In questi giorni, tema dominante del dibattito politico è quale governance dare agli aiuti che dovrebbero arrivare, sotto varie guise (la più importante è il Recovery and Resilience Fund) dall’Unione europea (Ue). Il dibattito ha due aspetti. Uno è organizzativo: come l’Italia (non solo il governo, ma anche il Parlamento e l’opposizione) deve organizzare la preparazione e l’attuazione del programma di investimenti e riforme che sarà la base dei finanziamenti europei. Uno è contenutistico: quali devono essere i contenuti del programma. C’è un animato confronto sugli aspetti organizzativi proprio in questi giorni, e ne seguirà indubbiamente a breve un dibattito ugualmente animato su quelli contenutistici nella prima metà d’agosto. Il programma – come è noto – deve essere articolato e presentato all’Ue entro settembre.
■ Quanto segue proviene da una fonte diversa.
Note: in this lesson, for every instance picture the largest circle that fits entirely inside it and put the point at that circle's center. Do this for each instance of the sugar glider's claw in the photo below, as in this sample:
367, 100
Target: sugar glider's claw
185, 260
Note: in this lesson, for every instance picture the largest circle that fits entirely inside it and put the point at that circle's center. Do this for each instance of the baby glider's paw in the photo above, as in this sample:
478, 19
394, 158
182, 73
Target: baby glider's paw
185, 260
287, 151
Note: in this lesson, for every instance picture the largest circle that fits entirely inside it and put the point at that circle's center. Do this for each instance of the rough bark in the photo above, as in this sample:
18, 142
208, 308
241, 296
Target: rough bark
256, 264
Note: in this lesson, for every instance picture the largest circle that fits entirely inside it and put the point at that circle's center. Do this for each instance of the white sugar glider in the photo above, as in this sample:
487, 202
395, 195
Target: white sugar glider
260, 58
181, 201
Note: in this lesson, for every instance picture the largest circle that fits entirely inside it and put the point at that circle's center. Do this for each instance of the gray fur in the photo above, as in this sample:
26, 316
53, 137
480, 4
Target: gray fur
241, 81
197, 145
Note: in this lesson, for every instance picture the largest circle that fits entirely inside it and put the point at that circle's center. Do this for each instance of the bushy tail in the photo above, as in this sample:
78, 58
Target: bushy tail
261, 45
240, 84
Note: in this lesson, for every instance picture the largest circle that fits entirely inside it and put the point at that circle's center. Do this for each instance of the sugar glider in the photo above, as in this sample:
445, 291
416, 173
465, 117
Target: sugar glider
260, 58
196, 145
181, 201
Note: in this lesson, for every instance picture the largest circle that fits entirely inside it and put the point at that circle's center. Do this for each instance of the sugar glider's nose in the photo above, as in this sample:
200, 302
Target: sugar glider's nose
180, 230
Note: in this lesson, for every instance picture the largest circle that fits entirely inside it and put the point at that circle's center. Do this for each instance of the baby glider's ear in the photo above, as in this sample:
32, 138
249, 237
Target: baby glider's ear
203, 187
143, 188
Per ora il confronto sembra risvegliare interessi ed appetiti particolaristici: chi avrà maggior ruolo e maggiore visibilità nell’orchestrare il programma e nel definirne i contenuti. Pare mancare un fil rouge che consenta di valutare e selezionare sia le proposte organizzative sia quelle contenutistiche. Tale fil rouge dovrebbe essere, a mio parere, l’interesse nazionale, concetto a cui tutti si appellano ma che nessuno definisce.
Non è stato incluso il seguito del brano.